From Richard Hellinger
Posted on February 18, 2007 at 2:25 AM
I love recording myself while practicing. I listen to myself afterwards and make notes in the music. I think it is very benificial.
Also I like hearing my self improve over the weeks.. But thats just me..
From Karin Lin
Posted on February 18, 2007 at 6:23 AM
Happy New Year to you too, William!
From Pauline Lerner
Posted on February 18, 2007 at 7:06 AM
I'm glad you have a new friend you like. I'd like to learn more about music for the deaf. It sounds interesting.

Happy Chinese New Year to everyone (Chinese or not).

From Mendy Smith
Posted on February 18, 2007 at 7:36 AM
Gong Xi Fa Chai!!!!
From William Yap
Posted on February 18, 2007 at 11:13 AM
Wow! Featured Article! I feel honoured!

I hope in time, recording and listening to myself will be a comfortable habbit for me.

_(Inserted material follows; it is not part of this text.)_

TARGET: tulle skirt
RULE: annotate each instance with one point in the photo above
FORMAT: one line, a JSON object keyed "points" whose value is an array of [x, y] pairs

When I find out more about Music for the Deaf I will share it here. Hope everyone will do the same if they find out. I think I will start to be aware of vibrations too. I wonder how it works for the deaf.

My mistake, happy Chinese new year to all readers!

From Gerard Tan
Posted on February 18, 2007 at 11:24 AM
Gong Xi Fa Cai
to you too!
From Ray Randall
Posted on February 18, 2007 at 2:20 PM
My assignment after the lesson two days ago was to record myself. It's like jumping into a cold ocean to swim. I'm going to do it, but it takes courage.
My hearing sucks from 50 years of flying everything from high performance fighters, NASA goodies, TWA 727's, and junk. Appreciate the hearing you have and take care of it. I rely on two hearing aids and, believe me, it's not fun.
From Sheila Ganapathy
Posted on February 18, 2007 at 4:45 PM
When I was in school a year or two ago a woman did a presentation on how to help the deaf learn music and what types of instruments would be suited for them. It makes you appreciate things more to realize that it's harder for them.
From Liz Farley Metzger
Posted on February 19, 2007 at 9:07 PM
It is probably worth mentioning, in case any readers are not already aware of it, that the term "deaf" covers a wide range of hearing disabilities.

Many deaf people have some hearing ability (can hear music if it's loud enough or in the right range), but not enough to function as a 'hearing' person would.

Others (like my brother-in-law) are totally deaf, with no ability to hear whatsoever. Vibrations can be felt by the rest of the body even when the ears don't work, though.

The term 'deaf' also often includes how deeply the individual in question is involved in deaf culture and the deaf community (some parents want their children to be more mainstreamed and less involved with the deaf community).

It's very cool to hear about the broader music community being interested in music for the deaf.

From John Chew
Posted on February 20, 2007 at 2:39 AM
Happy New Year to you (from your fellow Chinese V.commer in NYC!)